"Plus, Lesbian werewolf sex is kinda weird," she said with a laugh. "Too much fur. Long claws. It all just gets in the way." (from "Hungry Ghost," Chapter 4)
No other book in my reading journey--from Aristophenes's excellent "Lysistrata,"penned 2427 years ago, to "Enchanted," Nikki Jefford's awesome latest, published last week--has contained the sentence, "Plus, Lesbian werewolf sex is kinda weird." I'm sure I'd remember. (I have tons of Lesbian friends. If any of them start dating werewolves, at least I'll know how to advise them.)
If you haven't yet read "Lunatic Fringe," book one in Allison Moon's excellent "Tales of the Pack" series, I would recommend you do so before starting "Hungry Ghost," just to get you up to speed.
"The Pack" is a group of women who are friends, sometimes lovers, housemates, and werewolves. As a pack, they protect their area, finding werewolves who seek out and kill women, and exacting their revenge.
Lexie Clarion is the newest member of The Pack, and she's finding it difficult to fit in. She has a wolf inside her, and she has transformed before, but she doesn't do so at the full moon like her Pack sistren. This could be that Lexie has a very rare gift: she is a Peacespeaker, an entity with the ability to broker negotiations between conflicting tribes or packs. It's a rare gift from her mother's side, and her mother died before teaching her anything.
Plus, having had a rough break-up at the end of the last term, Lexie has neglected school stuff, like signing up for classes. One of the scanty few choices she ends up with is "Indiginous Linguistics." It's an odd course, but Lexie learns things in there that come in handy later.
She also sees things at a BDSM club that prove to be similarly useful. (How can I not adore a book that uses an S&M club as foreshadowing?)
More girls are dying around Milton College, and The Pack is angry. They are finally coalescing under their new Alpha, Renee. This time, the battle will be more ferocious, as they fight the ancient, powerful, full-blood werewolves known as the Rare wolves. And few who go up against the Rares live to tell the tale.
As much as I loved "Lunatic Fringe," I think I like "Hungry Ghost" even better. Maybe it's because I've figured out what Allison Moon does better than other writers of werewolf lore. She truly delves into the lupine mind that coexists inside each Pack-member, giving us a look at these creatures from the inside. The Pack only transform into wolves on the full moon, but that wolf-mind is always there, always working beneath the human mind.
Also, as new as she is to the werewolf world, Lexie is also a relative cub in the lesbian world. Until she lost her virginity last year, she hadn't really considered her sexuality much. She'd, er, satisfied her physical cravings, but there was no strong lust after either males or females. In the first book, she found that she was definitely into women. One thing I like about "Hungry Ghost" is that Lexie's biggest physical craving--despite her fun at the aforementioned club--was non-sexual, rather the supple, gentle back-scratching and hair-stroking the other pack members performed. Yeah, a toe-curling orgasm is a good thing, Lexie reasons, but after a shite day, it's nice just to have somebody to hold you.

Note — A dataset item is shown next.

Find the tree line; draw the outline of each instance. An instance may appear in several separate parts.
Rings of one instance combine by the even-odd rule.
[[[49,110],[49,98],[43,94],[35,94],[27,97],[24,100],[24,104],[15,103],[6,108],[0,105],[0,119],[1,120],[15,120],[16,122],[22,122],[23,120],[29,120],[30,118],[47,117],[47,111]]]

We follow the Pack as they learn the tactics and skills they'll need to survive their forthcoming battle. Lexie has discovered something within herself that she teaches the Pack. When the time comes, the battle scene is one of the most exciting I've read in awhile. The Pack find the going tough, fighting hard for every victory, and suffering with every defeat. In the end, they find help from some unlikely allies.
With "Hungry Ghost," Allison Moon deftly avoids the many pitfalls second novels face. So often, the writer uses all of his or her creative ammunition in book one. By book two, we already know the main characters; we're already aware of our surroundings, and steeped in the series' mythology. So many second novels are comparably weak, because their characters don't wash well, and there's nothing new for them to do. They serve their purpose in book one, and they just get in the story's way in book two.
Not so in "Hungry Ghost." It's the exact opposite. In "Lunatic Fringe," Lexie was welcomed into the pack, but she remained an outsider, choosing her lover over the pack. In this book, she now lives in the house. Since the story is told from Lexie's point of view, we get to meet Renee, Hazel, Jenna, Mitch, and the rest, as if for the first time. The girls of the pack have changed, just as Lexie has. We are there as they learn one another's habits and oddities, and as a new type of sisterhood descends upon the Pack.
There are parts of "Hungry Ghost" that had me cracking up; others had me tearing-up. It is a beautiful emotional melange, as we follow Lexie and her friends preparing to face some of the most dangerous creatures on earth.
Best of all--notwithstanding studded outfits at the BDSM club--nobody freakin' sparkles.